PASSO FUNDO – Desafios e perspectivas do cultivo de peixe em debate na UPF

Workshop sobre sanidade de peixes reúne professores, alunos, produtores e técnicos nesta terça e quarta-feira.

Embora seja uma cultura em crescimento, a criação de peixes ainda passa por muitos desafios. Entre eles, a consciência empreendedora dos produtores e a melhoria dos processos e da legislação. Para refletir sobre a realidade vivida na região, a Universidade de Passo Fundo (UPF), por meio da Vice-Reitoria de Pesquisa e Pós-Graduação (VRPPG); da Faculdade de Agronomia e Medicina Veterinária (FAMV) e do curso de Medicina Veterinária; do Programa de Mestrado em Bioexperimentação (PPGBioexp); e do laboratório de Microbiologia e Imunologia Avançadas, promove o Workshop sobre Sanidade de Peixes. A atividade acontece nos dias 7 e 8 de novembro, no auditório da Faculdade de Medicina Veterinária.
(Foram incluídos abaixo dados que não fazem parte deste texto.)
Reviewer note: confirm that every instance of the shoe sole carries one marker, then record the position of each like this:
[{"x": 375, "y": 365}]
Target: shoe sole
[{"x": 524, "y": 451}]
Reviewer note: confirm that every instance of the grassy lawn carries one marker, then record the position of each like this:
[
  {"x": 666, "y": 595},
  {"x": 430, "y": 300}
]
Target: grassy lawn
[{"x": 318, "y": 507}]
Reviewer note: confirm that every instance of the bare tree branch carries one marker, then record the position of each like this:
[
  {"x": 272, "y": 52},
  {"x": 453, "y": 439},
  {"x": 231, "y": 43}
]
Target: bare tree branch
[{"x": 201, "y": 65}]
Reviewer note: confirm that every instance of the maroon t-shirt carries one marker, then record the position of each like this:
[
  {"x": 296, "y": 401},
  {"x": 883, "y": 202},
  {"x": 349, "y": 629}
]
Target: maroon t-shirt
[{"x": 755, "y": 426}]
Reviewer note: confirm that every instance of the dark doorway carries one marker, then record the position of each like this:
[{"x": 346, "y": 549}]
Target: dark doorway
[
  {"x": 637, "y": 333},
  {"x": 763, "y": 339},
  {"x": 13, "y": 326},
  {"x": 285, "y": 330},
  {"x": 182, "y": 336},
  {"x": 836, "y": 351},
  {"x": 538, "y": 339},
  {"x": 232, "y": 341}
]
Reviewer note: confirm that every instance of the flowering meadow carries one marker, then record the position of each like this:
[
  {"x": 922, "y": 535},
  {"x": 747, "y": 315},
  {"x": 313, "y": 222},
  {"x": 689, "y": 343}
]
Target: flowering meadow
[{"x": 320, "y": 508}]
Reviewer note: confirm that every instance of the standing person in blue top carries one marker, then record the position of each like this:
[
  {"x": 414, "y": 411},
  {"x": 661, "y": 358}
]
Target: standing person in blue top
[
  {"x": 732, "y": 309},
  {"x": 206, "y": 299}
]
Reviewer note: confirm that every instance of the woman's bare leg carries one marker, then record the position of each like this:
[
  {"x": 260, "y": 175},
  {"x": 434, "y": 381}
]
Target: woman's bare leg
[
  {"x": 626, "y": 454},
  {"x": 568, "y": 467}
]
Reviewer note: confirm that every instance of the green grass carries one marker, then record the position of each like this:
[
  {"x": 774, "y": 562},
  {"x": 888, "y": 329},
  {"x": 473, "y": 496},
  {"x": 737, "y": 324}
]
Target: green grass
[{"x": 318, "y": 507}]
Com vários projetos e pesquisas na área e com as ações dos Polos de Inovação Tecnológica, a Universidade tem sido fundamental no processo de amadurecimento da piscicultura na região. Para o coordenador do PPGBioexp, professor Dr. Luiz Carlos Kreutz, aos poucos a região começa a ver o potencial existente. “A ideia é que possamos, aos poucos, desenvolver nos envolvidos essa consciência da necessidade de exploração dessa expansão da área no estado. Embora ainda seja incipiente, temos um potencial muito grande e temos que oferecer as oportunidades de formação, para que possamos ampliar nossa produção de carnes também para os pescados”, destaca, lembrando que o Workshop é uma ação do projeto “Profilaxia e diagnóstico de infecções e contaminações de carnes como estratégia para aumentar a segurança alimentar”.

O primeiro palestrante do dia trouxe dados importantes para os presentes. Além dos números, Henrique Bartels, da Emater/RS, apresentou as potencialidades e as razões para o aumento do consumo de peixes na região. Segundo ele, entre os potenciais, estão os abatedouros ociosos, o mercado demandante, a quantidade de água, os espaços existentes e as indústrias de ração qualificadas.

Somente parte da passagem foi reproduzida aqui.